Thursday, September 2, 2010

I love you TestDisk!!!



Well, I have been having some problems with my majorly budget (and majorly cheapo) Sabrent SiliconImage SIL3512 SATA RAID controller lately. It keeps dropping disk 1 "due to a SCSI error." So I ran SeaTools free bootable drive diagnostics on both of my 500 GB Seagate drives in the RAID 1 and they came up good. I then booted into the RAID card BIOS, deleted the RAID and created it back again so that disk 1 would rebuild from disk 0. (It won't let you rebuild without first deleting the RAID.) After waiting for hours for the offline rebuild, I booted into Windows and wallah, all was well. No data loss. It's all there. Everything back to normal...cool...until it dropped disk 1 again "due to a SCSI error."

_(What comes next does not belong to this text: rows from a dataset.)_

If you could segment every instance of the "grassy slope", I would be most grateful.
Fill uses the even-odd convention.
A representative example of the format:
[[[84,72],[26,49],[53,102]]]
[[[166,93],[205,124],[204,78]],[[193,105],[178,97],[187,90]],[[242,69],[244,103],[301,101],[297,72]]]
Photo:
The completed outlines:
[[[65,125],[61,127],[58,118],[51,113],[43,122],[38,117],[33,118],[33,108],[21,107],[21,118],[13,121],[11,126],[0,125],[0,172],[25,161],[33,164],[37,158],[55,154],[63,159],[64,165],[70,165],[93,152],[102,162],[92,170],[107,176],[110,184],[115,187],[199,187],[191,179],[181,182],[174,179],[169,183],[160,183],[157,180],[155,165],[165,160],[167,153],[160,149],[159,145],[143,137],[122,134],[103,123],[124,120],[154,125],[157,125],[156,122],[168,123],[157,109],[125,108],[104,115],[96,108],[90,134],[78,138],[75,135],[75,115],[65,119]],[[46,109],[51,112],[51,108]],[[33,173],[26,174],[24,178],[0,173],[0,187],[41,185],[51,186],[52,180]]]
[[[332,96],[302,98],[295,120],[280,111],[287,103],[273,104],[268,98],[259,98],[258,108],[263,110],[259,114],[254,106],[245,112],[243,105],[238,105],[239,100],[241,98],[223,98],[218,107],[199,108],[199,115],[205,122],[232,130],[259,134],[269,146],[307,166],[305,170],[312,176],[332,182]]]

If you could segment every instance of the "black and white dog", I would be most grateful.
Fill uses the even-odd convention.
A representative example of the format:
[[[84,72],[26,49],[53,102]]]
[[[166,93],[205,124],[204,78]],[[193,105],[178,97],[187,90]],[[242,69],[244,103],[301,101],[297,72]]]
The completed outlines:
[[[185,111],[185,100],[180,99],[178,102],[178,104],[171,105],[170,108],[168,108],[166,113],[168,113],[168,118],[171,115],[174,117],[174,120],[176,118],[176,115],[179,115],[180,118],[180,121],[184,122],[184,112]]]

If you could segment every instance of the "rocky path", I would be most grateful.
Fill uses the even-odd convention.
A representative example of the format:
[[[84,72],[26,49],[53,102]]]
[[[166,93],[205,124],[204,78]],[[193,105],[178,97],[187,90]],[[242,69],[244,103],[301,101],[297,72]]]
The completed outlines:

So...I thought about disabling write caching in Windows but the option shows as grayed out. But ah, the cheesy Windows GUI tool for configuring the RAID allowed me to disable write caching. Okay, now that's done and will hopefully solve the problem. Now to delete and then rebuild the array again, right? Well, at that point I decided to get all creative and perform those tasks from the GUI tool instead of the RAID card BIOS this time...Hmmm...It seems to be taking even longer than the first rebuild, even though I chose the offline option...2 DAYS later it completed and I was pretty sure that I was hosed...Sure enough...Windows showed the entire disk as being unallocated. The GUI RAID tool apparently hosed the partitions. Ouch. Ouch again.

Enter TestDisk...

I downloaded TestDisk (free) and ran it directly from Windows, as my broken RAID array was the tertiary drive. (Also bootable.) Using their website's extremely thorough step-by-step instructions, I was able to confirm my suspicion that the partitions and data were still intact and restore the broken partitions! ...TestDisk asked for a reboot so I booted into Windows and got a dialog that hardware was installed and that another reboot was required...I rebooted and held my breath...and...YES. Everything back to normal again. Nice... Real nice...

I think what I liked the most about TestDisk, is that it does all the detecting for you and really makes partition restoration fairly simple while still being full-featured (and totally free).

I love you TestDisk!!!


P.S. Yup. Finally a post about something other than my iPod!